# DSCI 525 - Web and Cloud Computing

## Milestone 1: Tackling big data on your laptop

## Overall project goal and data 

During this course, you will be working on a team project involving big data. The purpose is to get exposure to working with much larger datasets than you have previously in MDS. You have been assigned to teams of three or four. (See group assignment in [Canvas](https://canvas.ubc.ca/courses/106517). Unlike previous project courses, in this course, all of you will be working on **the same problem**. In particular, you will be building and deploying ensemble machine learning models in the cloud to predict daily rainfall in Australia on a large dataset (~6 GB), where features are outputs of different climate models, and the target is the actual rainfall observation.  

You will be using [this dataset on figshare](https://figshare.com/articles/dataset/Daily_rainfall_over_NSW_Australia/14096681). This folder has the output of different climate models as features, and our ultimate goal is to build an ensemble model on these outputs and compare the results with the actual rainfall. At the end of the project, you should have your ML model deployed in the cloud for others to use. 

During this course, you will work towards this goal step by step in four milestones.  

<br><br>

## Milestone 1 checklist  



### 1. Team-work contract
rubric={correctness:10}

Similar to what you did in DSCI 522 and DSCI 524, create a teamwork contract. The contract should outline how you are committed to working together so that you are accountable to one another. Again, you may start with your team contract document from previous project courses and adapt it to your new team. It is a fairly personal document, and please do not push it into your public repositories. Instead, save it somewhere your team can easily share it, and you can share a link to it or a copy with us in your submission to Canvas to prove you did this.

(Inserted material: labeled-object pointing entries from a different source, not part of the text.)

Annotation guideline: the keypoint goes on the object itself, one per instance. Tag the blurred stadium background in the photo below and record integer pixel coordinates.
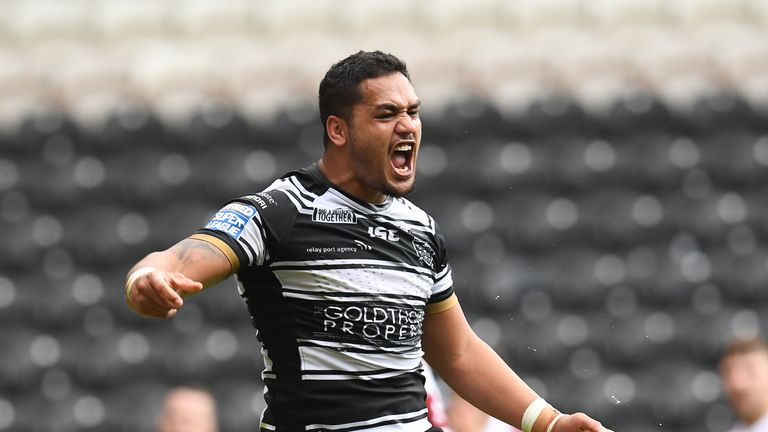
(599, 168)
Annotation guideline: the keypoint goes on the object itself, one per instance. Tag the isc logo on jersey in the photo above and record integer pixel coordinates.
(231, 220)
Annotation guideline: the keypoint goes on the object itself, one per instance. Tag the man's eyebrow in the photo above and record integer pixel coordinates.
(388, 106)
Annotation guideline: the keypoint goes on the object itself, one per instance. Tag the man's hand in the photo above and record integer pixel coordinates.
(578, 422)
(159, 293)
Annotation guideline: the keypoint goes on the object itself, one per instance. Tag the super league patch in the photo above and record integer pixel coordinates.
(231, 220)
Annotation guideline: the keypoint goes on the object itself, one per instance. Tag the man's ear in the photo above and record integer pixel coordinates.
(338, 130)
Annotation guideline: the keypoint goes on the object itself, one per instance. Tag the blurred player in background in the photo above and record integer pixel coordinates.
(188, 409)
(347, 282)
(744, 373)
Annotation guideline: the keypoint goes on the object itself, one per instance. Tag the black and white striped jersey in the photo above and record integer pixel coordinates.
(338, 290)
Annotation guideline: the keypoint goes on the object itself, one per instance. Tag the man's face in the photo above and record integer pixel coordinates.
(385, 132)
(745, 380)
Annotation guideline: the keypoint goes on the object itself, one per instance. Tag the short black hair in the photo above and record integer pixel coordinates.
(340, 88)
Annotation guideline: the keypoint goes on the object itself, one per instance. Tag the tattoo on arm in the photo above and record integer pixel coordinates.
(192, 252)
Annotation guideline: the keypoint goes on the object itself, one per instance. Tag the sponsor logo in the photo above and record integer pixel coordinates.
(336, 215)
(231, 220)
(374, 323)
(262, 199)
(383, 233)
(363, 245)
(424, 252)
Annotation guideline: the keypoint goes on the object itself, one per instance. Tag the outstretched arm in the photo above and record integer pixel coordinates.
(156, 284)
(477, 374)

### 2. Creating a repository and project structure 
rubric={mechanics:10}

1. Similar to previous project courses, create a public repository under [UBC-MDS org](https://github.com/UBC-MDS) for your project. 
2. Write a brief introduction of the project in the `README`. 
3. Create a folder called `notebooks` in the repository and create a notebook for this milestone in that folder.

In [None]:
import re
import os
import glob
import zipfile
import requests
from urllib.request import urlretrieve
import json
import pandas as pd
from IPython.display import display
import pyarrow.dataset as ds
import pyarrow as pa
from pyarrow import csv
import rpy2_arrow.pyarrow_rarrow as pyra

### 3. Downloading the data 
rubric={correctness:10}

1. Download the data from [figshare](https://figshare.com/articles/dataset/Daily_rainfall_over_NSW_Australia/14096681) to your local computer using the [figshare API](https://docs.figshare.com) (you need to make use of `requests` library).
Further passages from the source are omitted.